Hasta en esto tuvieron mala suerte los periodistas argentinos: en 1976, lo que se desata es una atroz competencia entre el Ejército y la Marina para ver quién acaba antes con la subversión y quién debe mandar. La Marina se siente históricamente postergada, y bajo la inspiración del almirante Massera, que aspira a desplazar de la presidencia de la Junta Militar al teniente general Videla, exige el control de los asuntos exteriores y el nuevo orden informativo. Para su desgracia, la mayoría de los 80 desaparecieron tras las verjas de la Escuela de Mecánica de la Armada, en Buenos Aires.

Pisar las redacciones porteñas en estas vísperas democráticas resulta desconsolador. Probablemente los diarios argentinos baten cualquier marca mundial de juventud. Todos son jóvenes, todos son inexpertos, todos tienen menos de 30 años, ninguno tiene pasado. Sólo unos pocos lobos de mediana edad, sobrevivientes a la matanza, instruyen y recuperan la vieja tradición del periodismo argentino.

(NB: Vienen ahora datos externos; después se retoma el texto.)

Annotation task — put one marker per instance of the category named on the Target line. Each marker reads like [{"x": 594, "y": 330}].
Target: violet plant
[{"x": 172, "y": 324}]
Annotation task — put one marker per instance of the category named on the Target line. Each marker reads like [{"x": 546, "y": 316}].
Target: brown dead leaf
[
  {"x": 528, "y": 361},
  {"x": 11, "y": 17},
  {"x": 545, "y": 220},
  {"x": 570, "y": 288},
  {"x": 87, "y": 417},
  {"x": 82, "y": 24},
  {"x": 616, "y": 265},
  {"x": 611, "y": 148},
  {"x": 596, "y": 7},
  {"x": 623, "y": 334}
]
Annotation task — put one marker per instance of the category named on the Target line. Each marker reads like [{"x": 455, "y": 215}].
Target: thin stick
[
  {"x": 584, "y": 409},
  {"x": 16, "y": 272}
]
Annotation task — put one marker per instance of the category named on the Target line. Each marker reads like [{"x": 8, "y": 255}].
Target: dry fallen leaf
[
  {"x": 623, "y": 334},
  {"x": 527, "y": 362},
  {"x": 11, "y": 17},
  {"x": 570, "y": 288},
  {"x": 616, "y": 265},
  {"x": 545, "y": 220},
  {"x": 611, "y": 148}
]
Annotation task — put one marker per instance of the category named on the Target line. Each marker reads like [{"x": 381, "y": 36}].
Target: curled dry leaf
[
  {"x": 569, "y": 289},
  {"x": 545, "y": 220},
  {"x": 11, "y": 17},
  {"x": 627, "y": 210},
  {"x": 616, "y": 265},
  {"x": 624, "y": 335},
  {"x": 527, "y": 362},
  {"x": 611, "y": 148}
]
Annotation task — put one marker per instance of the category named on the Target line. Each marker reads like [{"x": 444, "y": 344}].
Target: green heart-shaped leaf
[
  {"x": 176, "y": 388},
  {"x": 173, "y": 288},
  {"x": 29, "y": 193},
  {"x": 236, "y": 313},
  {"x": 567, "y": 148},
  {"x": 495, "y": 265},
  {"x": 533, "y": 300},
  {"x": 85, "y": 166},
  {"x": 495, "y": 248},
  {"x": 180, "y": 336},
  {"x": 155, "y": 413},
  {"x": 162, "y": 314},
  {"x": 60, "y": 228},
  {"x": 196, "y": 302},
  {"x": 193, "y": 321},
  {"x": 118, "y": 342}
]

Una generación de profesionales desapareció tras los portones de los acuartelamientos, desapareció hacia el exilio, como Bob Cox, director del Buenos Aires Herald, único en denunciar la atrocidad de aquellos años, desapareció hacia trabajos más anónimos y más longevos o desapareció -esa palabra ya típicamente argentina- en la mediocridad del periodismo acomodaticio que ha llenado las televisiones de starletss o maniquíes que leen en los noticieros los cables de las agencias con voz pastosa e inclinando la cadera. Así fueron las cosas, y el periodismo más asesinado del mundo, ignorado su calvario por las organizaciones internacionales de Prensa, no ha recibido sobre su inmensa tumba más que el desprecio de una compañera sensible como Oriana. Puede ser su última desaparición.